Sports minister Dayasiri Jayasekera said he ordered an inquiry after Malinga lambasted him for questioning the endurance of Sri Lankan players following their failure to reach the Champions Trophy semi-finals.
“He is now under investigation for making statements to the media in breach of his contract with Sri Lanka Cricket (board),” Jayasekera told AFP.
“In my criticism of the appalling fitness levels of our players, I did not name Malinga, but he has chosen to put the hat on and attack me publicly.”
Malinga told a television network the minister knew nothing about cricket.
“I don’t care about criticism from those who are simply warming chairs,” he said. “What does a monkey know about a parrot’s nesting hollow? This is like a monkey getting into a parrot’s nest and talking about it.”
Jayasekera said some Sri Lankan players had pot bellies that stopped them moving and that often they could not hold catches.
Pakistan skipper Sarfraz Ahmed was twice dropped in his side’s Champions Trophy win over Sri Lanka. Both catches were off the bowling of Malinga, who ended up with just one wicket for 52 runs.
Jayasekera said he ordered a fitness test on the team after their return from England last week and found that most of them carry too much fat.

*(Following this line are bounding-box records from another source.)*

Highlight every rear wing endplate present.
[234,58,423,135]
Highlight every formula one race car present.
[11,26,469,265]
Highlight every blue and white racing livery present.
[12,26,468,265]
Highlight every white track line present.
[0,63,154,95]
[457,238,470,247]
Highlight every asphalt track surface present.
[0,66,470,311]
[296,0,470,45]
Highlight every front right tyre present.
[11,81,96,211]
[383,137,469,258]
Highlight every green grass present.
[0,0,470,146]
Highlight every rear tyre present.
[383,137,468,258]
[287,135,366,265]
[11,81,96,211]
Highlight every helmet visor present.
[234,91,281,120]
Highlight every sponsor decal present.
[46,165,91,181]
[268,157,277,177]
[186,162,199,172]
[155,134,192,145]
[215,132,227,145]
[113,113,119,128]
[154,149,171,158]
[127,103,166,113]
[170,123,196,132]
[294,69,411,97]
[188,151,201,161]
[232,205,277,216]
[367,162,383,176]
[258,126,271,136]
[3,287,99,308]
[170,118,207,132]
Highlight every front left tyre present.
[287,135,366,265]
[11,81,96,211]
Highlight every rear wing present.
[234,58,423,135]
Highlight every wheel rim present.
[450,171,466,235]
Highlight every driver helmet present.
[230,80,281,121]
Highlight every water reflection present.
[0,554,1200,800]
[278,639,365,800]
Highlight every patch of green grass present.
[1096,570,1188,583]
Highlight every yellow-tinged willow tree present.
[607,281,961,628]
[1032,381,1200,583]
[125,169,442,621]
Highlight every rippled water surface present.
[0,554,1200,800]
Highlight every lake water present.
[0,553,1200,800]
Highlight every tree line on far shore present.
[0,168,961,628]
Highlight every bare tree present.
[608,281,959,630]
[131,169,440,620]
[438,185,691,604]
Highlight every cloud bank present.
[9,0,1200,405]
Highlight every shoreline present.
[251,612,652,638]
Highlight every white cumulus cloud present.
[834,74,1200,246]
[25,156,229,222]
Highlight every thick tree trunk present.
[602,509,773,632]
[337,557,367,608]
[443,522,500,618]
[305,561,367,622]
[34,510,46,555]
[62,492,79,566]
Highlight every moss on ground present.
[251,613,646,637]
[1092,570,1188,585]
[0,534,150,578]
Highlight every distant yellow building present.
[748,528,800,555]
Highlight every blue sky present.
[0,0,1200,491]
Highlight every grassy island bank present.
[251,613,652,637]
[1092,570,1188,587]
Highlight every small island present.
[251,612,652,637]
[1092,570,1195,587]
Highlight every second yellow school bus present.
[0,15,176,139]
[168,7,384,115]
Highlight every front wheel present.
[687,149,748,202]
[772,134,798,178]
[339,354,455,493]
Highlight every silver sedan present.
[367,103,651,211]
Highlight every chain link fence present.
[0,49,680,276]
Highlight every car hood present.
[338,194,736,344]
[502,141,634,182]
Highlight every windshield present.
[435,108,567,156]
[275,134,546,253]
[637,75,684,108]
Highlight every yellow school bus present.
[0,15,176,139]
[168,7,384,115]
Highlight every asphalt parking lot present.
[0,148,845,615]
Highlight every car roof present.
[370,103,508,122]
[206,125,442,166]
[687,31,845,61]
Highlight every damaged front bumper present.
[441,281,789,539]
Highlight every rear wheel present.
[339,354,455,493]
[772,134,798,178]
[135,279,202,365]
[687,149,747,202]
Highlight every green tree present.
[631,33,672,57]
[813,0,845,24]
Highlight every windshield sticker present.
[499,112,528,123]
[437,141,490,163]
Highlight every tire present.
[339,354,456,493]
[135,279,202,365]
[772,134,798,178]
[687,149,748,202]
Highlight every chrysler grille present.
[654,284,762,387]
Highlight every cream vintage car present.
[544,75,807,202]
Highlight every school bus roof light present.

“The typical body fat amounts for a cricketer should be about 16 percent, but most of our players have over 25 percent,” Jayasekera said.
“I want the results analysed and in future no one will be included in a national squad if they are above 16 percent.”
Malinga, 33, was a surprise choice for the Sri Lanka squad as he has played little international cricket in the previous 18 months because of injury.
Just prior to the Champions Trophy, however, Malinga won the cash-rich Indian Premier League (IPL) title with the Mumbai Indians.
Malinga was the only player excused from Sri Lanka’s high altitude training camp before the Champions Trophy, because of the IPL campaign.
“They improve their fitness level just to bowl four overs at the IPL,” Jayasekera said, referring to Malinga. “These guys are not interested in playing for the country, they play for the IPL because of the money they get.”
Jayasekera said he was also making fitness a key requirement for other sports before an athlete can participate in overseas tournaments.